As for Laloo Yadav, what can one say of him except that he’s finally made it to the television ads ? What a mess that state, Bihar, is in! Law and order non-existent — kidnappings; assaults; murders committed with impunity; the police force a paunchy and impotent lot, more concerned about their daily chai-pani than anything else; education in a shambles; the economy in a mess; the state’s coffers empty with not even enough to pay the employees.

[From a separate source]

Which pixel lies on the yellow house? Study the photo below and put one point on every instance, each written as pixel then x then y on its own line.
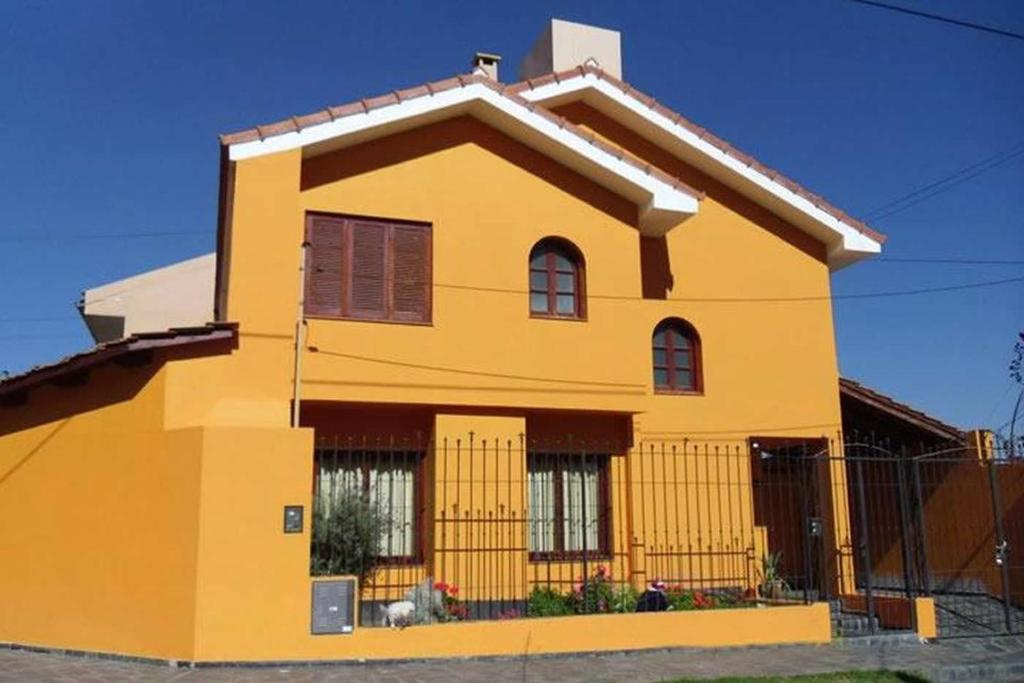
pixel 549 329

Now what would the golden quadrilateral or the project to link rivers mean to them? Mayavati probably hasn’t even heard of either; Modi would be only vaguely interested, except to ensure more water from the Narmada so that the Sabarmati flows, with Modi grinning in a boat on the borrowed water; and Laloo Yadav would in all likelihood querulously demand to be told what his share of all this would come to. And yet these are leaders, elevated to the highest offices in the land (never mind Laloo for the moment) by that process we call democracy, that concept before which we genuflect and offer prayers.

Will the likes of these let the two projects be completed or will they see them as exciting opportunities to make more money and arrogate more power to themselves? In other words, will these projects survive the democratic process in these states? Every-one will have his or her own answer to this question, so let us pass on to another.

No one would ever dream of clubbing the chief minister of West Bengal with this lot. But in his state, what precisely has he done to make, say, industrial growth possible? Yes, we know about the marvellous work of the West Bengal Industrial Development Corporation and all the rest of that. What about the militant unions, those gangs that are laws unto themselves? Will they allow the golden quadrilateral to be completed in that state? Or the river-linking project? Or will mobs of aggressive, violent thugs barge into the offices of these projects demanding jobs for their followers, and threaten destruction and assault if their demands are not met?

Answers to these questions make one ponder on the condition to which we have reduced democracy in this country. In the name of democracy, we excuse fundamentalist hatred and violence; in the name of democracy we excuse chaos and economic paralysis; in the name of democracy we let corruption and robbery actually control and shape the way governments function. One wonders how long this must go on, before democracy crumbles into something dreadful and of our own making.